# Rust On The Wheel Bolts



## Sexy Momma (Apr 18, 2005)

I really don't know what they're called, but the bolts on the wheels of our Outback are rusted. Not the nuts, but the bolts. Is this normal? What can I do to get rid of the rust? Scrub them with a wire brush?









Thanks for any suggestions.


----------



## Steve McNeil (Aug 30, 2004)

Sexy Momma said:


> I really don't know what they're called, but the bolts on the wheels of our Outback are rusted. Not the nuts, but the bolts. Is this normal? What can I do to get rid of the rust? Scrub them with a wire brush?
> 
> 
> 
> ...


That is normal. Since they are in all the differant types of weather. I just wipe them down, to get the loose rust off and then keep WD-40 on them. I haven't ever had any problems with them.

Steve


----------



## N7OQ (Jun 10, 2006)

Sexy Momma said:


> I really don't know what they're called, but the bolts on the wheels of our Outback are rusted. Not the nuts, but the bolts. Is this normal? What can I do to get rid of the rust? Scrub them with a wire brush?
> 
> 
> 
> ...


I think you mean studs and lug nuts. Like Steve said rust is normal and WD40 works great on rust but never use WD40 as a lubracant because its not a lub. It was made for water displacment ie WD.


----------



## HootBob (Apr 26, 2004)

Ditto as above

Don


----------



## Thor (Apr 7, 2004)

Great advice as mentioned above.

Thor


----------



## jt-mt-21rs (Jun 17, 2006)

Try some anti-sieze on them (wheel studs) the next time you have the wheels off for brake adjustment / wheel bearing maintenance. It's a gray paste that will protect the metal and does a better job of preventing rust. You can get it at any automotive / hardware type store.


----------



## campingnut18 (Mar 11, 2004)

i had that same thing happen on my 2004 23rs.
had a flat in the campground. no big deal change it the next day. 
well the next day i broke off 3 of the lug nuts on one tire .
they had rusted on . i put two cans of wd40 with no luck.

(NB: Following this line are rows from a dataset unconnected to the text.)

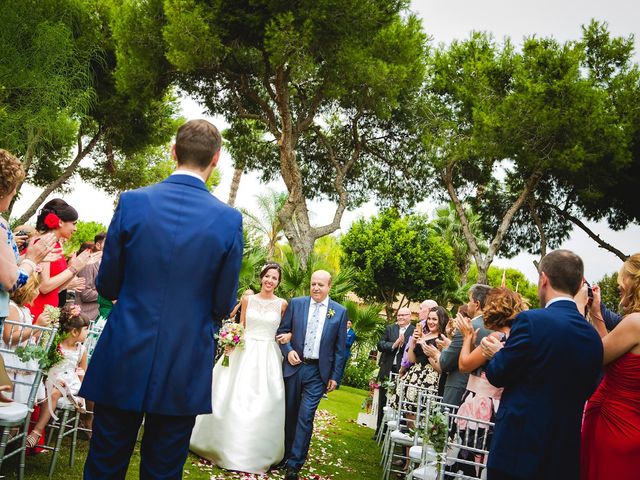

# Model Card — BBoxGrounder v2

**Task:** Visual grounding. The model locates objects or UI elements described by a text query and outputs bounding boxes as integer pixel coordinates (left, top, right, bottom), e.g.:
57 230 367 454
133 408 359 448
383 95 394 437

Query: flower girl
27 305 89 447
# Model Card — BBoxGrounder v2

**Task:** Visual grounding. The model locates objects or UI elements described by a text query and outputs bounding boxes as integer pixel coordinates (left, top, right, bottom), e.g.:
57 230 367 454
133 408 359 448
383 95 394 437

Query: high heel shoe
27 430 42 448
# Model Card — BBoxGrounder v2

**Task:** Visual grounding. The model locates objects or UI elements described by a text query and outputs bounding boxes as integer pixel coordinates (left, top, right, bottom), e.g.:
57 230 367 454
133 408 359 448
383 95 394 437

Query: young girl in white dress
190 263 290 474
27 304 89 447
2 275 51 403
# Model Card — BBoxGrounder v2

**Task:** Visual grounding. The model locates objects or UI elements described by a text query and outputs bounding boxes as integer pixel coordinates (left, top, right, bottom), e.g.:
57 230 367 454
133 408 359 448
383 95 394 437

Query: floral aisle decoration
423 407 448 473
216 322 244 367
360 380 380 413
380 377 396 396
15 305 67 372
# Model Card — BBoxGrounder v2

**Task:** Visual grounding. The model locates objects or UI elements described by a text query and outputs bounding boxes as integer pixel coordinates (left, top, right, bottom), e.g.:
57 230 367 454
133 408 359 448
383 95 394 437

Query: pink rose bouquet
216 322 244 367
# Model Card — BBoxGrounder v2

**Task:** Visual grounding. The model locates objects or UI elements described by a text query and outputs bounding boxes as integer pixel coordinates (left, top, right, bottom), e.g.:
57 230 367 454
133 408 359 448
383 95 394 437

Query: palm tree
242 188 288 260
432 203 487 285
279 248 355 303
342 300 386 347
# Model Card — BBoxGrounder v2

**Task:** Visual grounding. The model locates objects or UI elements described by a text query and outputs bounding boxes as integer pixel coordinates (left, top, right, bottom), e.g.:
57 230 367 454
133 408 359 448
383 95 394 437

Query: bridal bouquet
216 322 244 367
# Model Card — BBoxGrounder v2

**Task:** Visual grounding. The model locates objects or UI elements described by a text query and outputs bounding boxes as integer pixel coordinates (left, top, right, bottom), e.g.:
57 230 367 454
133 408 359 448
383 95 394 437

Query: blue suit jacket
80 175 242 415
486 300 603 480
278 297 347 384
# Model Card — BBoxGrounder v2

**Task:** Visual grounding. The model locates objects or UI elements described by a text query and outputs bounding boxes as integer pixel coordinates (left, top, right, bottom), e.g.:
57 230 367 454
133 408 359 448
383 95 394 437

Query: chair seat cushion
0 402 29 423
391 430 422 445
411 465 438 480
409 445 437 462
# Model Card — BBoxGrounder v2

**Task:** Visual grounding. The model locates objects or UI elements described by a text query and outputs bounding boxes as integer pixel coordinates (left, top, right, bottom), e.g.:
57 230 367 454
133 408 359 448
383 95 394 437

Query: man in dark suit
376 307 414 431
277 270 347 480
482 250 603 480
80 120 242 479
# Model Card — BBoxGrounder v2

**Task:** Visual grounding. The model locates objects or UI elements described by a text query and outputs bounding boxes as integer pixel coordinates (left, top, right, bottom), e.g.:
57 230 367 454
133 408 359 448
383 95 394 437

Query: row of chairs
0 320 103 480
377 374 493 480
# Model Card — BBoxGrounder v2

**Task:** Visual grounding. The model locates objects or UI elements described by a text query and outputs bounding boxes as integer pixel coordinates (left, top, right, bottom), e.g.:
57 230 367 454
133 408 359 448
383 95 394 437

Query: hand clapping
480 335 504 360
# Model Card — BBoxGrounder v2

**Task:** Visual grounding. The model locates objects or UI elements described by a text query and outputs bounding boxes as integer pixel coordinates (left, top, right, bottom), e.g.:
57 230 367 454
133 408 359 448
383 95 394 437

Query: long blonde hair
11 272 40 307
620 253 640 315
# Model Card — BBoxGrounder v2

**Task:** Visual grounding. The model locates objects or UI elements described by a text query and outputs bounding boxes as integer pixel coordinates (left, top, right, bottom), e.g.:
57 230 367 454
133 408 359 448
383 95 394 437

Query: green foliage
342 300 386 346
278 249 354 303
341 210 456 317
113 0 427 265
432 203 487 282
241 189 288 260
64 221 107 255
598 272 620 311
461 265 540 308
342 352 378 390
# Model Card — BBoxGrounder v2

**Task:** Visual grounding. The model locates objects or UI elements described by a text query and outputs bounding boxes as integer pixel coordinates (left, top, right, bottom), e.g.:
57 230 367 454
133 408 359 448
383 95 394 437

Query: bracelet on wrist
20 258 38 272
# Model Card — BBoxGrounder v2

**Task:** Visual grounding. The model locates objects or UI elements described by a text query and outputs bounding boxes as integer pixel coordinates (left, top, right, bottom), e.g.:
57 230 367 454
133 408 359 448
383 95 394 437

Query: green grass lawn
2 387 382 480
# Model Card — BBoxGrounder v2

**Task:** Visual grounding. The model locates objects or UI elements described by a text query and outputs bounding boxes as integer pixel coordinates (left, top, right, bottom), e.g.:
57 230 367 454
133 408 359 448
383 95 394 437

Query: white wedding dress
190 296 285 473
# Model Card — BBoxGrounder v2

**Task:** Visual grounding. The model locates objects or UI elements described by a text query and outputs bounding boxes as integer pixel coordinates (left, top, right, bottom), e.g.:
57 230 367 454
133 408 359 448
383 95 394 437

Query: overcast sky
14 0 640 281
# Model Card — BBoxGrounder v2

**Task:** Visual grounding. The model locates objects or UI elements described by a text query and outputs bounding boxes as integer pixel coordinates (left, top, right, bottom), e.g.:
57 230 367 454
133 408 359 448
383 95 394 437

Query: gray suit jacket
440 315 491 405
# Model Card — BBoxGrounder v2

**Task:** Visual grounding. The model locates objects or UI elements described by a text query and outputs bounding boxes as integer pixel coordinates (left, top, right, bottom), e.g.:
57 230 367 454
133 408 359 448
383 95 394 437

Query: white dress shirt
305 297 329 359
171 170 206 185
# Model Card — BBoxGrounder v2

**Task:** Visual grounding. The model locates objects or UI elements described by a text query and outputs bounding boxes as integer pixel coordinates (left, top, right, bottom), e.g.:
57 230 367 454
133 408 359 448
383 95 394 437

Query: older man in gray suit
434 283 491 405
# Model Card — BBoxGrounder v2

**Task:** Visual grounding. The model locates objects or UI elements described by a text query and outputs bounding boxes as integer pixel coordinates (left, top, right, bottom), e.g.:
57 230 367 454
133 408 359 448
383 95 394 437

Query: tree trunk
16 130 102 224
227 168 244 207
442 165 542 284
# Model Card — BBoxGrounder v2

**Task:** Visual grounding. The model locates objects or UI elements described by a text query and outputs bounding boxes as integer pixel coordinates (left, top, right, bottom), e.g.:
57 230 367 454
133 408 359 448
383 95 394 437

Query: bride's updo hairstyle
482 287 529 330
618 253 640 315
36 198 78 233
260 262 282 287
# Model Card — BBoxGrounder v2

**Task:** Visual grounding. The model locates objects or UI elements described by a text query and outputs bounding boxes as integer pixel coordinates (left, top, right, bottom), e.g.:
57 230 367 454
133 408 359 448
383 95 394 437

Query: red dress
580 352 640 480
27 242 67 323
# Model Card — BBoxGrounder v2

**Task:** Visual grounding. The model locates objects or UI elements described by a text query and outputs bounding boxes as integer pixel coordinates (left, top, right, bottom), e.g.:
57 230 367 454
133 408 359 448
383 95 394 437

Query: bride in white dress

had to replace all the nuts and studs on each wheel when i got back home
this was no fun. i put some anti-sieze on them and had no problems after that.

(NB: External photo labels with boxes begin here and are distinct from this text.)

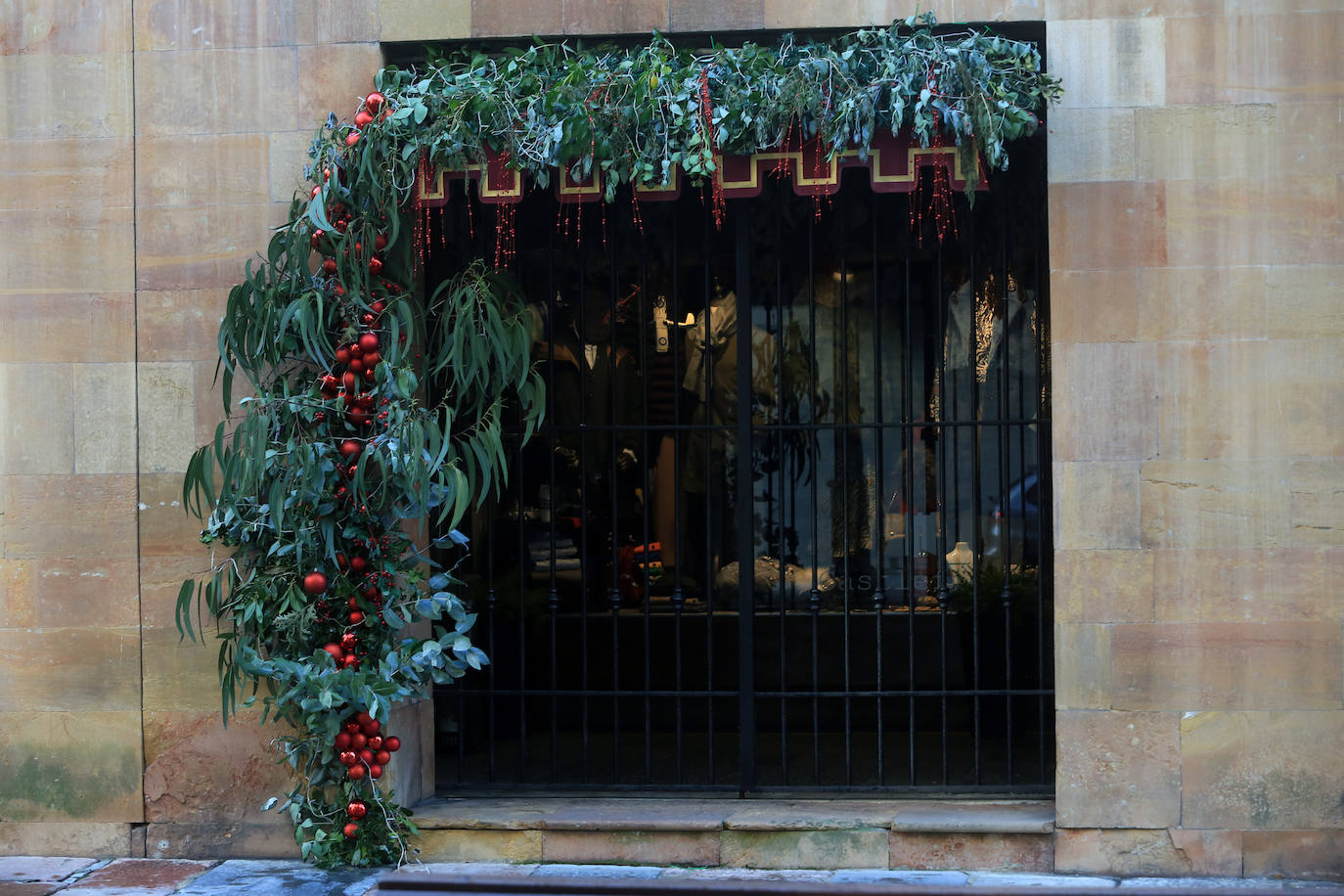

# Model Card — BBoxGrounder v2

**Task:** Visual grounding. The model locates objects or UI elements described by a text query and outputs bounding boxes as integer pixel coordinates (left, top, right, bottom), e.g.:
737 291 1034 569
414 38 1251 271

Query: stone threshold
416 796 1055 834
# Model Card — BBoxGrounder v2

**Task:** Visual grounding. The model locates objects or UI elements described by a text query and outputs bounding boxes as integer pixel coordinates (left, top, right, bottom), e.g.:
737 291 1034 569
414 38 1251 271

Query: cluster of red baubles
345 90 389 147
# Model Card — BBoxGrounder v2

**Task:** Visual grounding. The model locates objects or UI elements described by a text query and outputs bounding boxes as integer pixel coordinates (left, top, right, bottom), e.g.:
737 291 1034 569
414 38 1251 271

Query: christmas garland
177 15 1059 865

i did order some white lug nut caps to cover each tire.
i got them for abou $8.00 each at a place called overtons.com

just check to see if you can get them off. 
i could not.
campingnut18...


----------



## Sooner State Outbackers (Aug 9, 2005)

I had the same problem with the rusted studs so I did the WD-40 thing and then changed all of the lug nuts to the crome acorn style that cover the whole stud. I bought enough to do the whole trailer for about $21.00 at Walmart. My 25RSS has 1/2" studs and now I dont have to mess with the black caps when I check the torque and no more rusty studs and the wheels look much better. Don...


----------



## Oregon_Camper (Sep 13, 2004)

Not to worry...that can be quickly resolved by following the info listed above.


----------



## HootBob (Apr 26, 2004)

Sooner State Outbackers said:


> I had the same problem with the rusted studs so I did the WD-40 thing and then changed all of the lug nuts to the crome acorn style that cover the whole stud. I bought enough to do the whole trailer for about $21.00 at Walmart. My 25RSS has 1/2" studs and now I dont have to mess with the black caps when I check the torque and no more rusty studs and the wheels look much better. Don...

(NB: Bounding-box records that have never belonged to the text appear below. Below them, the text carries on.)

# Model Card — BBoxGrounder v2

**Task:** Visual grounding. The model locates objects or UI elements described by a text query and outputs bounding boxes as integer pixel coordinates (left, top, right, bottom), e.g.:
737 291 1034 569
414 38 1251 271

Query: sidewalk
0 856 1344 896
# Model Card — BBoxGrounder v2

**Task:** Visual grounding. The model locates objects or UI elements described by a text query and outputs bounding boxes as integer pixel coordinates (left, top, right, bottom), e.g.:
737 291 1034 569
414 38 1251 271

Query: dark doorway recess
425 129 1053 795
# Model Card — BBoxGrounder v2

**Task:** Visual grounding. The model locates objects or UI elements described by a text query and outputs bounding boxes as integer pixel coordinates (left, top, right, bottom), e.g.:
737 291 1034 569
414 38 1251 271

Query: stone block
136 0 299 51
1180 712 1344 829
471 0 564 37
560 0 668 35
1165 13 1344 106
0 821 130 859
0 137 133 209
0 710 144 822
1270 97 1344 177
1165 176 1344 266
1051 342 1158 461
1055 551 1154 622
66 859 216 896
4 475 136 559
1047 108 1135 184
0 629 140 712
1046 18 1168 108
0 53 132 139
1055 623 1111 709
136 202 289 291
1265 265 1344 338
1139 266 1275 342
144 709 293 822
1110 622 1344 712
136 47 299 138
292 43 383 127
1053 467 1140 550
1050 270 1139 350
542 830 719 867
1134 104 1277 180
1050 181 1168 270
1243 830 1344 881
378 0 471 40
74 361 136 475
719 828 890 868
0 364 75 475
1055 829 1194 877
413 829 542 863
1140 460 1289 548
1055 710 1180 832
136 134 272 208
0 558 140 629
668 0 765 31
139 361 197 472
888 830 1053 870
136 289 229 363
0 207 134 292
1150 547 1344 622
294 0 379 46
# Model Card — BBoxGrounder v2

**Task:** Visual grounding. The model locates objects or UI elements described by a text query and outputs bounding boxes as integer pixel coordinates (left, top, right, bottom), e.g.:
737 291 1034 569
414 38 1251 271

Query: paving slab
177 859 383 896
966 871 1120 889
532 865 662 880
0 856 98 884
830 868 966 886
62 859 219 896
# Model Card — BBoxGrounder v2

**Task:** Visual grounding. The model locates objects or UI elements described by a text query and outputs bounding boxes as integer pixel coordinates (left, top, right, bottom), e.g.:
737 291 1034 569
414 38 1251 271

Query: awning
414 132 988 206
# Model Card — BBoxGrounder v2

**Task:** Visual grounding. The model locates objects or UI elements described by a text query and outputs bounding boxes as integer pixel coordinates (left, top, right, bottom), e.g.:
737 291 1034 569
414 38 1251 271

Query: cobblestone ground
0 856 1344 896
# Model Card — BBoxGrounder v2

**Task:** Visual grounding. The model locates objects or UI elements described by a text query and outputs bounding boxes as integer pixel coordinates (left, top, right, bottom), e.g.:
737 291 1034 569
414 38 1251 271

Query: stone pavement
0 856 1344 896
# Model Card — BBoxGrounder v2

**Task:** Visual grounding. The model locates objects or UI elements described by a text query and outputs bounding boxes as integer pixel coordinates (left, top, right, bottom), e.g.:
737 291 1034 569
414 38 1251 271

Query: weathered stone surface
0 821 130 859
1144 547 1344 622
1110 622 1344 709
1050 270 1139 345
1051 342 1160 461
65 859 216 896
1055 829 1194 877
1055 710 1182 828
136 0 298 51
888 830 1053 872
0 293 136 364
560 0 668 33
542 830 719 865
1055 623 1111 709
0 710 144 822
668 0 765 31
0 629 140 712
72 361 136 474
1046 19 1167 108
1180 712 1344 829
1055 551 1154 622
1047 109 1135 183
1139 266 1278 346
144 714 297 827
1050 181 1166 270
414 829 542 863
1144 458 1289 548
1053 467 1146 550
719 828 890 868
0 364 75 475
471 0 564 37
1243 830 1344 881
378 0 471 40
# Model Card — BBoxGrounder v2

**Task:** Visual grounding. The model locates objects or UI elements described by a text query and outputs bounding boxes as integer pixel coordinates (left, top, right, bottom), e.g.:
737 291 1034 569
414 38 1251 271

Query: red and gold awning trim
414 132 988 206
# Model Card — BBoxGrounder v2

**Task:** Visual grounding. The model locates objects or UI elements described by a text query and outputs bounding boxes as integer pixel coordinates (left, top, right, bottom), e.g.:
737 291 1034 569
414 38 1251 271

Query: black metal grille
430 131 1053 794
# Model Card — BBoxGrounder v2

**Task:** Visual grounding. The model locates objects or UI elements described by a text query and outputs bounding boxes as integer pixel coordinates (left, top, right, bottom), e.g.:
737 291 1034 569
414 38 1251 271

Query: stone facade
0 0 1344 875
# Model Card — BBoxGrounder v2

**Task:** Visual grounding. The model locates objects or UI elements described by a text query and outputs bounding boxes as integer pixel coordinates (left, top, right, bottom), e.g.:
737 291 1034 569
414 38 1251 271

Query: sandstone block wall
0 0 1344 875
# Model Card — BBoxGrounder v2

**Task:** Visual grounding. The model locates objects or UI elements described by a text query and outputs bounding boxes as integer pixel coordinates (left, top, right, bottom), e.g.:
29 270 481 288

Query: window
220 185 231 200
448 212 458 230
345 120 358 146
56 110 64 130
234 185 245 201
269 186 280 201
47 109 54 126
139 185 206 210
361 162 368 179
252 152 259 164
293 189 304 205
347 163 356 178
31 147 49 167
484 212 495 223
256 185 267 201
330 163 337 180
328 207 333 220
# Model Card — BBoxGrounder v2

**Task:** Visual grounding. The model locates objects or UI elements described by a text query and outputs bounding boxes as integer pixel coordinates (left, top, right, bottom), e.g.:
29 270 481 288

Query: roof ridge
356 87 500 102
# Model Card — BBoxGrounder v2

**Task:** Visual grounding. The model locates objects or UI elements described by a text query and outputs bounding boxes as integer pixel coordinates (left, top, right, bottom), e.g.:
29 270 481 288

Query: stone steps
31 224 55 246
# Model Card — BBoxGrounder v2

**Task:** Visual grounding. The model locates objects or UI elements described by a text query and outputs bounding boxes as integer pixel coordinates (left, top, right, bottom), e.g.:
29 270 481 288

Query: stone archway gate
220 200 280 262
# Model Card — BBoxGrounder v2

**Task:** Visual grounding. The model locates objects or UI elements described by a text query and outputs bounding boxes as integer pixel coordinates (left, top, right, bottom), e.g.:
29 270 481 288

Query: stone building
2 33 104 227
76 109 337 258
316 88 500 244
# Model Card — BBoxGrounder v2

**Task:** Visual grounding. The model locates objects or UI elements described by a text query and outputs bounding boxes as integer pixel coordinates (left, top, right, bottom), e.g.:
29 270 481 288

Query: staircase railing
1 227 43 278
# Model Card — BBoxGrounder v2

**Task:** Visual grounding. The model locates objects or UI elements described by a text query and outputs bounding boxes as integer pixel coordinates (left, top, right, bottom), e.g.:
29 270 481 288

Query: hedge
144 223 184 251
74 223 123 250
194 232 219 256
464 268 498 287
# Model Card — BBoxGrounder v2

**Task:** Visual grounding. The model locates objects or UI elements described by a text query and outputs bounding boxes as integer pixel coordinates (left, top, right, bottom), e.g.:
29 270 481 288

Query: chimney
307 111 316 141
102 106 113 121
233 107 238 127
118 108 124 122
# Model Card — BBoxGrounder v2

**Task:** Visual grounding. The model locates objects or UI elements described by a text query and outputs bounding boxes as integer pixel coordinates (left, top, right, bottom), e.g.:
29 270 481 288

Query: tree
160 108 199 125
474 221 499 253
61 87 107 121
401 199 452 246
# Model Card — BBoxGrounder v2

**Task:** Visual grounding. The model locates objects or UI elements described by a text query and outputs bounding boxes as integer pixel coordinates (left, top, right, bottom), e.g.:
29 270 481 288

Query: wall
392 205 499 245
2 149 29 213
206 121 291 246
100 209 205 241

Sounds great you have to post some pics of them for us

Don


----------



## Sexy Momma (Apr 18, 2005)

Thanks everyone.










Great advice and we'll give them a try.


----------



## LarryTheOutback (Jun 15, 2005)

campingnut18 said:


> i did order some white lug nut caps to cover each tire.
> i got them for abou $8.00 each at a place called overtons.com


My TT came with lug nut caps. I removed them so I could more easily check the lug nuts with the torque wrench. When the covers were on, I wasn't as likely to check the torque.

Ed


----------



## outback21 (Jun 17, 2006)

after you clean off the studs w/ wire brush, install the nuts and torque them per spec. Then spray on the wd-40. Don't grease prior to torqueing or you wont achieve proper torque.


----------



## HootBob (Apr 26, 2004)

outback21 said:


> after you clean off the studs w/ wire brush, install the nuts and torque them per spec. Then spray on the wd-40. Don't grease prior to torqueing or you wont achieve proper torque.


Good point









Don


----------



## fspieg (Jul 31, 2006)

Sexy Momma said:


> Thanks everyone.
> 
> 
> 
> ...


These plastic caps are likely holding water. I too like the full caps that cover the stud.


----------